Instant neural graphics primitives: lightning fast NeRF and more
PyTorch3D is FAIR's library of reusable components for deep learning with 3D data
Google Research
Plenoxels: Radiance Fields without Neural Networks
Quick Overview
bmild/nerf is a GitHub repository implementing Neural Radiance Fields (NeRF), a novel view synthesis technique. NeRF represents a 3D scene as a continuous volumetric function and uses neural networks to render new views of complex scenes from a sparse set of input images.
Pros
- Produces high-quality, photorealistic novel views of complex scenes
- Handles complex geometry and non-Lambertian materials effectively
- Requires only a sparse set of input images for training
- Offers continuous view interpolation without artifacts
Cons
- Computationally intensive, requiring long training times
- Limited to static scenes (does not handle dynamic objects well)
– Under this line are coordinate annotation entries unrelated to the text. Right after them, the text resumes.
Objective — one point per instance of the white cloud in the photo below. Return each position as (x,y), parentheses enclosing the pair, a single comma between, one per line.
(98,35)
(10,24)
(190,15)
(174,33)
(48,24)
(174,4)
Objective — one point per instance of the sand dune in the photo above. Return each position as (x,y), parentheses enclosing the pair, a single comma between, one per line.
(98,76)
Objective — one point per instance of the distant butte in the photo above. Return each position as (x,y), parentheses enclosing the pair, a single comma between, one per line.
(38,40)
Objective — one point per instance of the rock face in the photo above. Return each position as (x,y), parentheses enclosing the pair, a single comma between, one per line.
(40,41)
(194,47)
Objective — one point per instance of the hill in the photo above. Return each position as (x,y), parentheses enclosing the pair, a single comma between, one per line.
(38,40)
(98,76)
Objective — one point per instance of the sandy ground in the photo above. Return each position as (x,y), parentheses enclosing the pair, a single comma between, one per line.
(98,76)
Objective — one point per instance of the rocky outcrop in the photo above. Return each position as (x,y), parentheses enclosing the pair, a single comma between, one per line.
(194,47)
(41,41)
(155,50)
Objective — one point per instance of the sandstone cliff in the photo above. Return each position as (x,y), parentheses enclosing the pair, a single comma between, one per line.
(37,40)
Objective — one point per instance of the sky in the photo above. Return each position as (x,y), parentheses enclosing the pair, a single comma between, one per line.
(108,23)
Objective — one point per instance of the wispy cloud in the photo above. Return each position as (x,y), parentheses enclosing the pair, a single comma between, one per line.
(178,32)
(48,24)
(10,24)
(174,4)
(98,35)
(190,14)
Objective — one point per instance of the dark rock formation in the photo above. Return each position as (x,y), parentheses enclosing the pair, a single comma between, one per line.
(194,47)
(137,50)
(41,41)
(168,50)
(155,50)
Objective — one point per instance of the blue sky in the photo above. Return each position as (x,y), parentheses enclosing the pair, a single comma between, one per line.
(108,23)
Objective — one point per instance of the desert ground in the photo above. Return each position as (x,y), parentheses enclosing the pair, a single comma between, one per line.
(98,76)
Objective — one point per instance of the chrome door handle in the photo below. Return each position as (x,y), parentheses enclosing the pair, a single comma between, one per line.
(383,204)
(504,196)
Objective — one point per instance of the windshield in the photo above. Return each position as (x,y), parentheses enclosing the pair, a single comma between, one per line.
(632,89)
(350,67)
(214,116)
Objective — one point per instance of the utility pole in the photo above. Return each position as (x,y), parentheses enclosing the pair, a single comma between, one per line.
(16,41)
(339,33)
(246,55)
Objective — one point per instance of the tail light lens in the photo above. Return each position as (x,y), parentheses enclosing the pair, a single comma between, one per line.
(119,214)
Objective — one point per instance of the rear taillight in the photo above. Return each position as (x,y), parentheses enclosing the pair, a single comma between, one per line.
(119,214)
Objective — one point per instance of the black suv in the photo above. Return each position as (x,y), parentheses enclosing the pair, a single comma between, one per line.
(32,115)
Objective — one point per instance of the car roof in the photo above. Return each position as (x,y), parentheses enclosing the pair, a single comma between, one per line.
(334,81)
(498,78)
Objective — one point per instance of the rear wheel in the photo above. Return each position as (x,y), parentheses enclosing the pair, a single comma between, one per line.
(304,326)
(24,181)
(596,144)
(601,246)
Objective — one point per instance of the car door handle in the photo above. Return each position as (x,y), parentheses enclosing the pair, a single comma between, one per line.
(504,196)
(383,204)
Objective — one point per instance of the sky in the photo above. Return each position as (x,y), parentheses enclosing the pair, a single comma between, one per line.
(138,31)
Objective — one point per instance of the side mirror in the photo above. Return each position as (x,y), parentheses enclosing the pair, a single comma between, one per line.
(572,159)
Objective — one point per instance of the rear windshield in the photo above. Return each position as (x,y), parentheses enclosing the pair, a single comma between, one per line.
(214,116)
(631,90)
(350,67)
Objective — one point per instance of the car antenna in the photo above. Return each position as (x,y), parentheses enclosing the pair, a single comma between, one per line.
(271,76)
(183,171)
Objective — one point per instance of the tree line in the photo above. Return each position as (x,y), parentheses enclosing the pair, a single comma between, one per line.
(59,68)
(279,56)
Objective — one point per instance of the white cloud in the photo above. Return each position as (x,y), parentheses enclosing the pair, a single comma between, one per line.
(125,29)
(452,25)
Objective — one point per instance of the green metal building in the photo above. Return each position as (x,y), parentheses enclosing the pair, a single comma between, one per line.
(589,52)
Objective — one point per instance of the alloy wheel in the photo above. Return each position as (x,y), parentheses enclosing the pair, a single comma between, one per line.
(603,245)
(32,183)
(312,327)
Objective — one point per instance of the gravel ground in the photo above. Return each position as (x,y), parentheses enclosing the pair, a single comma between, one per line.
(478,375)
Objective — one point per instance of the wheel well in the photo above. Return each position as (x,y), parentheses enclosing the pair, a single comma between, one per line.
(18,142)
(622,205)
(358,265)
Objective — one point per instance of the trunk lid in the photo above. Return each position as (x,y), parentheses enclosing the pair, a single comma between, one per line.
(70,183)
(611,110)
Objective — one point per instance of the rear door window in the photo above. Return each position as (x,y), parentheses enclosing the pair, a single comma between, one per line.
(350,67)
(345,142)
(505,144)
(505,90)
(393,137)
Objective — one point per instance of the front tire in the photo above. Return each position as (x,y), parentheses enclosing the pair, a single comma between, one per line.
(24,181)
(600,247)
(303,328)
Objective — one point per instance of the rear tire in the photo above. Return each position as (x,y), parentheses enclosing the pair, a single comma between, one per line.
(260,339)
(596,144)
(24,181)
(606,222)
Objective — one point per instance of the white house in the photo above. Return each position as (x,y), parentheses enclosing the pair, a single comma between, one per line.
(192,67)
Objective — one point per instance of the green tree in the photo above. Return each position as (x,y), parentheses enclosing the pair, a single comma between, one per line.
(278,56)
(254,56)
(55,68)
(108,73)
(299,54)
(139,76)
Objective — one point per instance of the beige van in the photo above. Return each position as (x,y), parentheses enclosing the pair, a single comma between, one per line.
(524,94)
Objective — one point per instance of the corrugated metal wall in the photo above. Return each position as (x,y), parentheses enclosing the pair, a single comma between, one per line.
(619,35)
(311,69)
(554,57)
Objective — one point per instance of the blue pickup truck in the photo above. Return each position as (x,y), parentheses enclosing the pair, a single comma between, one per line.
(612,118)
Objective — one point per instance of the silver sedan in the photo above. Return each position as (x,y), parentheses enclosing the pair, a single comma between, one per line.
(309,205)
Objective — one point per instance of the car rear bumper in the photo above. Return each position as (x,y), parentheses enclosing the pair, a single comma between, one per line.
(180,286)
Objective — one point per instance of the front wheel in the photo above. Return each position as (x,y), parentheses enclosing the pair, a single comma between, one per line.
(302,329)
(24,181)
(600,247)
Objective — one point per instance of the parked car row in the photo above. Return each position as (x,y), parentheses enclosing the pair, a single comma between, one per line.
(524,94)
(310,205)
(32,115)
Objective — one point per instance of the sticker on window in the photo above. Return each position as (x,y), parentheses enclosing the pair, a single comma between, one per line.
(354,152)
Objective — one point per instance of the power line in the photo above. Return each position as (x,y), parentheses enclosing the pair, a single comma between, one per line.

- Struggles with large, open environments
- Requires precise camera poses for input images
Code Examples
- Loading and preprocessing data:
images, poses, bds, render_poses, i_test = load_llff_data(basedir, factor=8, recenter=True, bd_factor=.75, spherify=args.spherify)
hwf = poses[0,:3,-1]
poses = poses[:,:3,:4]
- Creating the NeRF model:
model = NeRF()
grad_vars = list(model.parameters())
model_fine = NeRF()
grad_vars += list(model_fine.parameters())
- Training loop:
for i in trange(start, N_iters):
batch = rays_rgb[i_batch:i_batch+N_rand]
batch = torch.transpose(batch, 0, 1)
batch_rays, target_s = batch[:3], batch[3:]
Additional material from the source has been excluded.